Zamiatin es un buen representante de ese periodo.
Fue revolucionario tanto en sus escritos, en los que mezclaba realismo y ciencia ficción, como en su vida, en la que luchó contra la represión de la libertad, y luego, como ya no le permitían publicar, decidió escribir una carta a Stalin, rogándole que le permitiera abandonar el país que maniataba su creatividad.
Todo ocurrió tras la publicación de uno de sus libros en Inglaterra en 1924.
He aquí, pues, a un autor que anticipó a Orwell, Huxley, Bradbury y todos los demás grandes escritores distópicos del siglo XX, un autor que, justo en los albores de la sociedad soviética, hipotetizó un futuro trágicamente totalitario.
Un autor que abrió las danzas de la distopía totalitaria sin ser recordado por la mayoría, que, golpeado por la censura, tuvo que trasladarse a Francia a causa de sus novelas que no eran bien recibidas en su patria.
Se trata de Yevgeni Ivanovič Zamiatin, y el libro censurado fue "Nosotros".
"Nosotros" nos enseña que en cualquier situación en la que nos encontremos, en la que se nos haga creer verdades dadas, dadas por sentadas, nuestra única salvación puede ser la duda, y si esta duda nos obliga a dar un paso atrás, a reevaluar lo que siempre hemos creído, bienvenida sea: la única verdad, tal vez, sea la búsqueda de la verdad.
La distopía de Zamjatin no reside tanto en la apertura de una polémica contra la utopía realizada por el bolchevismo, sino contra todo proceso de estandarización y automatización de la vida privada y colectiva. Y todo esto, bien mirado, está presente tanto en el comunismo como en el capitalismo.
La organización perfecta es la verdadera pesadilla; la pesadilla es el automatismo llevado a la perfección, tal vez sea la perfección misma, o la idea de la perfección posible.
Cuando Zamiatin escribió y difundió "Nosotros" en los años posteriores a la redacción del texto, entre el 19 y 21, Stalin aún no había llegado al poder, y el hecho de que Lenin ya hubiera puesto en marcha los gulags (campos de concentración gubernamentales) nadie podía saberlo, siendo una adquisición histórica relativamente cercana a nuestro propio tiempo.
Además, los totalitarismos tanto de Mussolini como de Hitler aún no habían cuajado.

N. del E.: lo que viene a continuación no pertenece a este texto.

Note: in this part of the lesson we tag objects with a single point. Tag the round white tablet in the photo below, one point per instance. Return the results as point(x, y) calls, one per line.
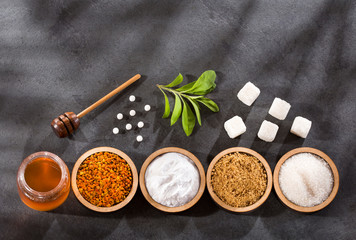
point(132, 98)
point(128, 126)
point(120, 116)
point(140, 124)
point(147, 108)
point(139, 138)
point(132, 113)
point(115, 130)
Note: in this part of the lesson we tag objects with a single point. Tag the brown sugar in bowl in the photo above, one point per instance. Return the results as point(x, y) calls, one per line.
point(114, 207)
point(293, 206)
point(224, 205)
point(163, 207)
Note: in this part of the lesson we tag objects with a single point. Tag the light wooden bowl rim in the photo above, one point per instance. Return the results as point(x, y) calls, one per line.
point(160, 206)
point(240, 209)
point(117, 206)
point(289, 203)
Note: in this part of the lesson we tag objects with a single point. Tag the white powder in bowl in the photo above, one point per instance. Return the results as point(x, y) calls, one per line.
point(306, 179)
point(172, 179)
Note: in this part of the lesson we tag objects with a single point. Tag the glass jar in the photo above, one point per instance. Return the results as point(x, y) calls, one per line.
point(43, 181)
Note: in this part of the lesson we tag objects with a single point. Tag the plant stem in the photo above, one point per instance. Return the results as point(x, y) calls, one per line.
point(174, 92)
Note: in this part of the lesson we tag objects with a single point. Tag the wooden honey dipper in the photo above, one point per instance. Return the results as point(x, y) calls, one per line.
point(68, 122)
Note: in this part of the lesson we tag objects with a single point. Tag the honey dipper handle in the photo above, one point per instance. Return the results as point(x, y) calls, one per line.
point(109, 95)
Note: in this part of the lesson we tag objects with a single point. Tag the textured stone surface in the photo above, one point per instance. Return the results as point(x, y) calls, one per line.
point(62, 55)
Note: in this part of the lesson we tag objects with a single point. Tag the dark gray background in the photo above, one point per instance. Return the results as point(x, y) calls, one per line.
point(62, 55)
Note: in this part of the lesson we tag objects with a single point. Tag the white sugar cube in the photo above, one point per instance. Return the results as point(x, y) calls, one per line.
point(279, 109)
point(132, 113)
point(248, 94)
point(147, 108)
point(268, 131)
point(132, 98)
point(234, 127)
point(301, 127)
point(140, 124)
point(115, 130)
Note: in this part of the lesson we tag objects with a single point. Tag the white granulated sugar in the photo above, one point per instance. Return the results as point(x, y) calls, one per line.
point(140, 124)
point(301, 127)
point(147, 108)
point(120, 116)
point(132, 98)
point(132, 113)
point(172, 179)
point(279, 109)
point(115, 130)
point(306, 179)
point(139, 138)
point(248, 94)
point(267, 131)
point(235, 127)
point(128, 126)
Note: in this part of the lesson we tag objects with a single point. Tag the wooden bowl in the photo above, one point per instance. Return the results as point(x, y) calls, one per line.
point(158, 205)
point(114, 207)
point(222, 204)
point(289, 203)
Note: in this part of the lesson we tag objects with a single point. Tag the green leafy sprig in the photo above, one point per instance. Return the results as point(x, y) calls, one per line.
point(189, 95)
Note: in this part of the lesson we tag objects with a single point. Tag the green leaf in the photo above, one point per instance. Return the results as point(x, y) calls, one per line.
point(167, 109)
point(177, 111)
point(176, 81)
point(188, 119)
point(196, 108)
point(204, 85)
point(186, 87)
point(209, 103)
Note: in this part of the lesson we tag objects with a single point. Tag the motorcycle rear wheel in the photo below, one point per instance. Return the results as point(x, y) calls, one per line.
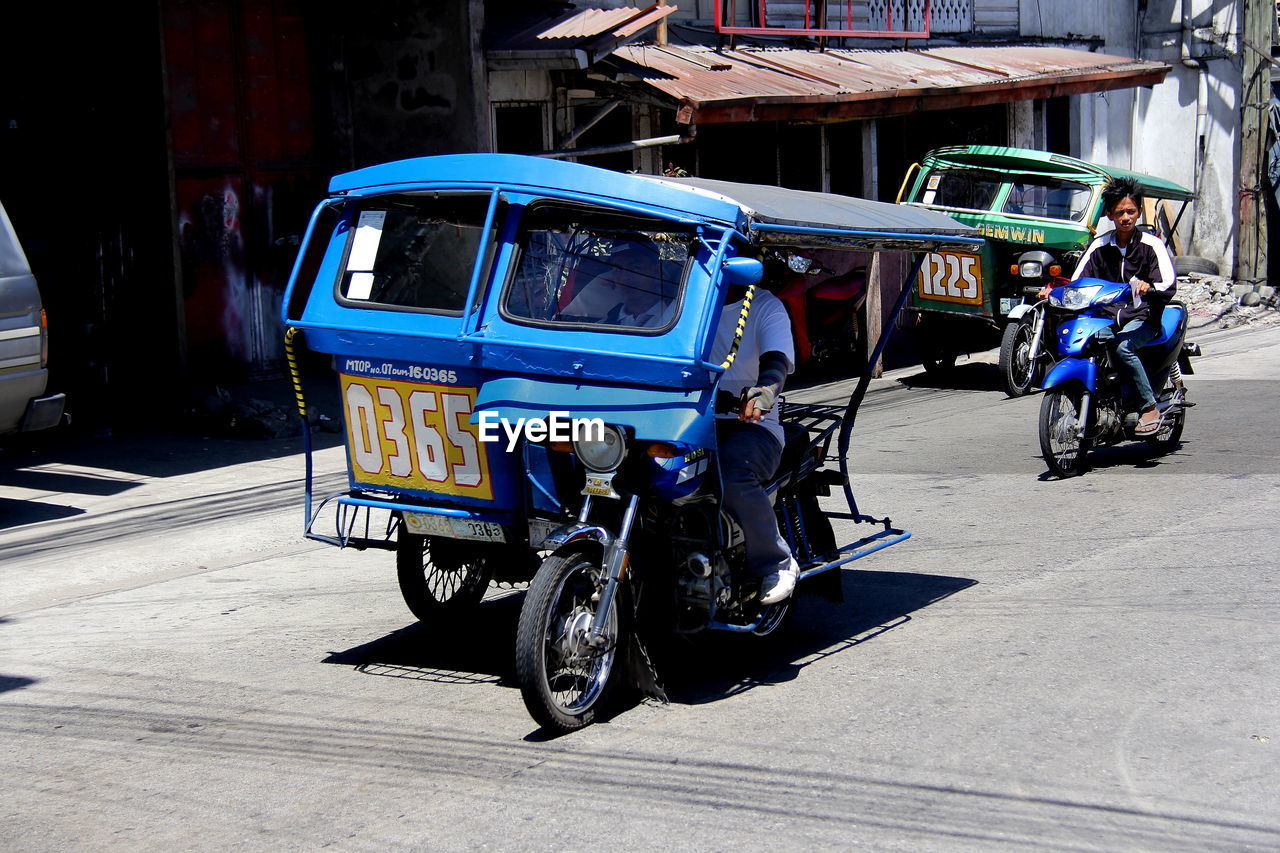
point(1061, 446)
point(440, 576)
point(1016, 361)
point(562, 675)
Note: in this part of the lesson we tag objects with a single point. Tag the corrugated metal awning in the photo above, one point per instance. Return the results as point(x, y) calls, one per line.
point(775, 85)
point(575, 39)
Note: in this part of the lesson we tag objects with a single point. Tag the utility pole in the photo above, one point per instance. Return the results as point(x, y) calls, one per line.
point(1251, 255)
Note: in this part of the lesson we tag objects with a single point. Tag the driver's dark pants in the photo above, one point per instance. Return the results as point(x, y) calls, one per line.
point(1130, 338)
point(749, 456)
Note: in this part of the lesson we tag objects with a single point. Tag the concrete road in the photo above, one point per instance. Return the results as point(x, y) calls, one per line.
point(1082, 665)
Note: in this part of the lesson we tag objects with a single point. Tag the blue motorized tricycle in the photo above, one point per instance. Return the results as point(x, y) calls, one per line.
point(525, 356)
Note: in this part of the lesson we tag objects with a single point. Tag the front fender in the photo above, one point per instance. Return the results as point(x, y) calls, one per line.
point(576, 532)
point(1082, 370)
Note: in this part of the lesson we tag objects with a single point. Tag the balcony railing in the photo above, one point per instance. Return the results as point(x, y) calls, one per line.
point(841, 18)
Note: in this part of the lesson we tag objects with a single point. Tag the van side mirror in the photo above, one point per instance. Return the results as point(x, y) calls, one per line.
point(741, 272)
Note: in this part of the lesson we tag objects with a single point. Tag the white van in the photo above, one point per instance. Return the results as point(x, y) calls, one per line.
point(23, 343)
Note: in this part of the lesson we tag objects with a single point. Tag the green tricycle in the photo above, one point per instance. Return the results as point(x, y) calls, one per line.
point(1037, 213)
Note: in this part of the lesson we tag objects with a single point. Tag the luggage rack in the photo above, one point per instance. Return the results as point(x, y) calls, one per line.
point(353, 527)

Zamiatin, en cambio, tenía ante sus ojos el modelo taylorista, había viajado por el continente europeo, llegando a Inglaterra: había experimentado de primera mano las formas impulsadas de racionalización económica y temía que se extendieran a toda la sociedad.
Una obra ambientada en un futuro lejano, a finales del tercer milenio, en el que la humanidad ha encontrado por fin la paz, después de tres siglos de guerras, y la felicidad gracias a un mundo perfectamente delimitado por la Muralla Verde y controlado por un Estado Único, encabezado por el Benefactor.
No son nombres, sino sólo códigos alfanuméricos los que distinguen a un individuo de otro.
En la vida de cada alfanumérico no hay más que trabajo en beneficio del Estado Único. Los sentimientos y las emociones han sido desterrados por irracionales y sin razón no puede haber felicidad.
Los edificios tienen paredes de cristal, transparentes para que todos puedan ver a través de ellas (o incluso "transparentes para que todos puedan verlo todo), especialmente los Custodios, encargados de mantener el orden establecido. Sin embargo, en su inmensa bondad, el Benefactor concede dos momentos libres durante el día, de apenas una hora cada uno, durante los cuales también es posible descorrer las cortinas y, mediante una papeleta rosa especial, reservar otro número alfa para mantener relaciones sexuales.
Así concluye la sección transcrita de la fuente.